When one takes all these steps then one make a reasoned assessment of how we fit into the cosmos. Some say we fit perfectly: that we are as much a part of it as it is of us. That we are home here in this place. Some say we are not at home here: That this place is merely a stepping off point to eternity. That, for those who accept God or Christ (depending on the belief) can look forward to eternity in a place free from sin, pain and guilt.

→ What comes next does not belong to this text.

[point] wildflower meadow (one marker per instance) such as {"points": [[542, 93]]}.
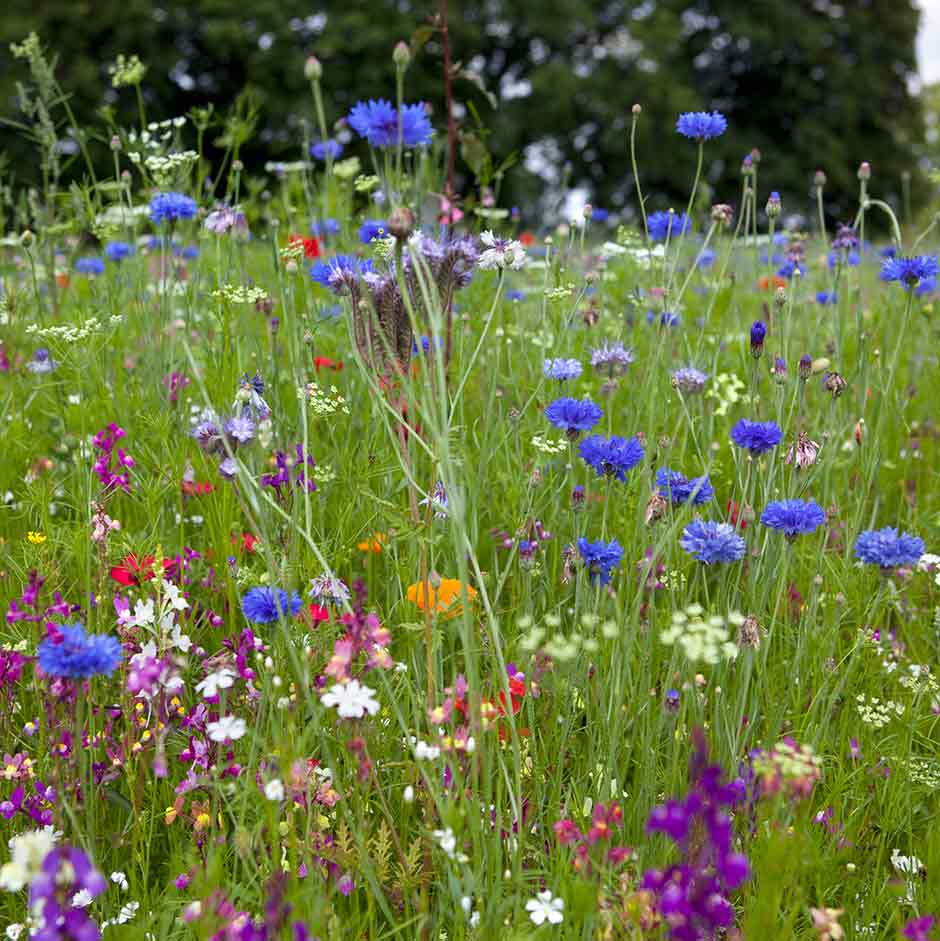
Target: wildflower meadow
{"points": [[380, 562]]}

One of my favorite poets, John Milton said, “The end of learning is to know God, and out of that knowledge to love Him and imitate Him,” which seems to imply that if one gains all knowledge that is possible to know (Which is impossible because our knowledge of the world and the universe changes daily and one would have to research day and night without sleeping to continually soak in new discoveries.) it will lead to a knowledge of God. Symbolically, this works and is a profound statement, since Milton is clearly stating that all knowledge that can be known points to God. Literally, it would only lead to a learned individual who has a better grasp of these weighty concepts than you or I. My point is this: Many of us spend 20, 30, 50 years or a lifetime floundering in beliefs, and more so, living and dying for beliefs, and giving no evidential proof . Truth-seekers must analyze these works meticulously and obtain a firm knowledge of the great intellectual breakthroughs in our history for a reasoned worldview to surface. All else is conjecture. If, after reading the holy books, investigating the sciences and philosophy, one concludes there is no god or if one concludes God is unmistakable and evident: the same conclusion stands: At least that person has put in the effort. At least they cared enough to find out why they believe as they do. The tragedy today is that most are too lazy or busy to do the work. Perhaps this is where our modern, hustle, bustle society skipped a disc.